The search experience on Rakuten Ichiba is also evolving to tailor results to specific users, regions, seasons and times.
“In the future, we could potentially separate search results shown in Okinawa versus Hokkaido. Or we could show search results that draw from a user’s purchase history. This is more than just marketing – it’s the shopping experience.”
Getting AI into merchants’ hands
AI is also being used to drive more appropriate product recommendations on Rakuten Ichiba, improving efficacy by around 60%. Promotional ads on the platform are also benefiting from better cost-efficiency.
On the backend, too, AI tools are helping merchants streamline their operations: “Currently, out of more than 50,000 merchants, over 30,000 of you are using RMS AI Assistant (Beta).”

This comprehensive suite of AI-powered e-commerce tools enables merchants to write product descriptions, automatically find product codes, support answering customer inquiries, or check and edit messages. Rakuten Ichiba’s merchant analytics system has also been supercharged with AI, giving insightful reports with just a few clicks.

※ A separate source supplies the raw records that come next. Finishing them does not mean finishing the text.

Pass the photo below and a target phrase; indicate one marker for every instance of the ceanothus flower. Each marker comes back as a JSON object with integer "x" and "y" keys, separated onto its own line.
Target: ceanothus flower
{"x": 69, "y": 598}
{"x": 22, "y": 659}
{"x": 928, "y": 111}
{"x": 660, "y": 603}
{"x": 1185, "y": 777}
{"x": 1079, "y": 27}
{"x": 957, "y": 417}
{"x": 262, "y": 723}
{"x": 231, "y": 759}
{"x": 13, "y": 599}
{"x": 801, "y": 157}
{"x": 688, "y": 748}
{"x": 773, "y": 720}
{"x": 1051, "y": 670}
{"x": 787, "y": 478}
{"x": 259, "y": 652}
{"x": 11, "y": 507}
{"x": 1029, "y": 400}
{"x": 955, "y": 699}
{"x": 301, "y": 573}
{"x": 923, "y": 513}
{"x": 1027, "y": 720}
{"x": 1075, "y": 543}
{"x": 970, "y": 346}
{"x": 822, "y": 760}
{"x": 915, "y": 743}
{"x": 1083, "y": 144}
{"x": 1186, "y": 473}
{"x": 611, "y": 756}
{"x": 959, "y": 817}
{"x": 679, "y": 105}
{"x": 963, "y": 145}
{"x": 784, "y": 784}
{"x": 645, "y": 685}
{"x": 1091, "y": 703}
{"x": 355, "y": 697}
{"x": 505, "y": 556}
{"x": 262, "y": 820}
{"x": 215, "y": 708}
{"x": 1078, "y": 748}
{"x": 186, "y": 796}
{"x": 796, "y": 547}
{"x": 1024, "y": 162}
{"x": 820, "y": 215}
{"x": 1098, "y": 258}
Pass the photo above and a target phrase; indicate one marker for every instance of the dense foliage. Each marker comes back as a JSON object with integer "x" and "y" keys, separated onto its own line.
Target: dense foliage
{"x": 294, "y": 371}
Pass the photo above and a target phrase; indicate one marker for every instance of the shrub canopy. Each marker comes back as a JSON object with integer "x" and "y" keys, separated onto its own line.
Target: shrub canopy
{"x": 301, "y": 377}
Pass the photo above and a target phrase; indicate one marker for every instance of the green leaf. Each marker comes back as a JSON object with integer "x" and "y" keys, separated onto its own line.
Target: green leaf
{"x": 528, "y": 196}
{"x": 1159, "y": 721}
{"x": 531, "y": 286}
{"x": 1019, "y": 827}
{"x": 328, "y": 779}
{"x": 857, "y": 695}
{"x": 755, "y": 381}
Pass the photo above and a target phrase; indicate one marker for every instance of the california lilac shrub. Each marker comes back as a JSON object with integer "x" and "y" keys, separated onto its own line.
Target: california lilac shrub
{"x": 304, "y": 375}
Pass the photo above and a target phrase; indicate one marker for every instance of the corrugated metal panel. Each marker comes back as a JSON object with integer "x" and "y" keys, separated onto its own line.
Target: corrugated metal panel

Some merchants are leveraging Rakuten’s AI tools for powerful insights about which products to highlight during major sales, while others are tapping into shop analytics to have AI automatically choose promotional materials and provide feedback on ad performance.

“Which product stood out the most? Which product was clicked?” Mikitani posed. “You could even tell it to take the best-selling products and make them into a banner. Rather than just have a human make it, you can have AI choose the products and decide how to display them for greater efficiency. This is what we’re making, and ad performance has already improved by 50%.”
Entering the agent age
“It started around last year that large language models – all-purpose generative AI – really hit the scene. Next, we’ll see AI agents,” Mikitani predicted. “Instead of just recommending and researching… these agents could reach the point where they handle real transactions. A secretary AI, for example, might make appointments for you, or shop for you. These personal assistant-like functions could start gaining traction even this year.”
While the ultimate destination of AI tech remains uncertain, Mikitani encouraged merchants to make the most of the AI tools that are available here and now. With the support of Rakuten’s diverse suite of AI offerings, their businesses are well-placed to stay ahead in the competitive e-commerce market – both now, and in the years to come.